Methods: Information regarding premarital cohabitational experience and age (in months) at first birth was collected from 7,310 women in the 2010–2018 China Family Panel Studies (CFPS). The role of cohabitation in the timing of first birth was evaluated using a discrete time competing-risk model.

Results: Premarital cohabitation accelerates the timing of first birth by increasing the risk of premarital conceptions, but it delays first birth conceived within marriage.

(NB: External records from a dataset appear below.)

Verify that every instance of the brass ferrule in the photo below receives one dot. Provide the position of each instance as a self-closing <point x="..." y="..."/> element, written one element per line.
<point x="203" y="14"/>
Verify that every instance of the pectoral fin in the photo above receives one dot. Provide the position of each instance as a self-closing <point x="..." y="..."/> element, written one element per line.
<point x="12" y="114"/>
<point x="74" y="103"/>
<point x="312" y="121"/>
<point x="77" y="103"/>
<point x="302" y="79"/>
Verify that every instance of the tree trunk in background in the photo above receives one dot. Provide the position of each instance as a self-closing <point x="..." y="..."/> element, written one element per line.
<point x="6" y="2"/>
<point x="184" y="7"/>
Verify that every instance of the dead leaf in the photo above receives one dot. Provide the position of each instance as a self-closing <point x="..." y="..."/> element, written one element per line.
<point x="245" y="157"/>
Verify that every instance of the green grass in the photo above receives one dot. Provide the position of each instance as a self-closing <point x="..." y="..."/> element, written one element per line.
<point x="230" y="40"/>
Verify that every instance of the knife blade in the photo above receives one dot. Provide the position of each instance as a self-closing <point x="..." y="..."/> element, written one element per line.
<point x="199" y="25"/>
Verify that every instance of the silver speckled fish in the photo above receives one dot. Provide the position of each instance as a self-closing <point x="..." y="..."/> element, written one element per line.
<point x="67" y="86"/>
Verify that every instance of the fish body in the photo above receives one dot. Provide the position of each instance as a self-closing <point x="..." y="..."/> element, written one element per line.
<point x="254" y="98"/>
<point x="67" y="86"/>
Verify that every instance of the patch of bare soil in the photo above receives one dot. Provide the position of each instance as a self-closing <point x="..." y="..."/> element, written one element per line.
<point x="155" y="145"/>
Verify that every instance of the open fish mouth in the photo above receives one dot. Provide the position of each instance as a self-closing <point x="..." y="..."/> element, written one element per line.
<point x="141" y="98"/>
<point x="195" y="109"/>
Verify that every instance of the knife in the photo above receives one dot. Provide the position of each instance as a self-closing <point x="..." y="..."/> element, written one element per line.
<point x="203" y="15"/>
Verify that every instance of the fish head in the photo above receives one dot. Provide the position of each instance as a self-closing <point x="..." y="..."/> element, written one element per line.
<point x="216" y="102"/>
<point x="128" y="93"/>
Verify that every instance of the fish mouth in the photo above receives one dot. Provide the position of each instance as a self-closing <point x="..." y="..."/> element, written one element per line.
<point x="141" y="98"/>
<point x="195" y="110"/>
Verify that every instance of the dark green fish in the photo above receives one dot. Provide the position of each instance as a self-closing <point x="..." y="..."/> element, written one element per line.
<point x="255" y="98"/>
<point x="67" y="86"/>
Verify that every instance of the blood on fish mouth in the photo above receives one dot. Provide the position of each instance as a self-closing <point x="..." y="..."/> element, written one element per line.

The fertility-accelerating effect of premarital cohabitation rebounds in the post-1980s generation after a temporary decline between the 1960s and 1970s birth cohorts, while the fertility-delaying effect of cohabitation has been consistently observed without any sign of decline or rebound over time.

Conclusions: The contradictory role of premarital cohabitation in the timing of first birth in China exemplifies a complex interplay between the tendency for path dependency and nonconformist value reorientations in the SDT. The rebound of the fertility-accelerating effect of cohabitation among the post-1980s generation suggests that the two contradictory roles of cohabitation will likely coexist for a long time.

Contribution: The fertility-delaying effect of premarital cohabitation is largely compensated for by the fertility-accelerating effect of cohabitation. A cohabitant-noncohabitant gap in the probability of being childless by age 30 emerges when the fertility-delaying effect of cohabitation is exacerbated by a considerable delay in marriage.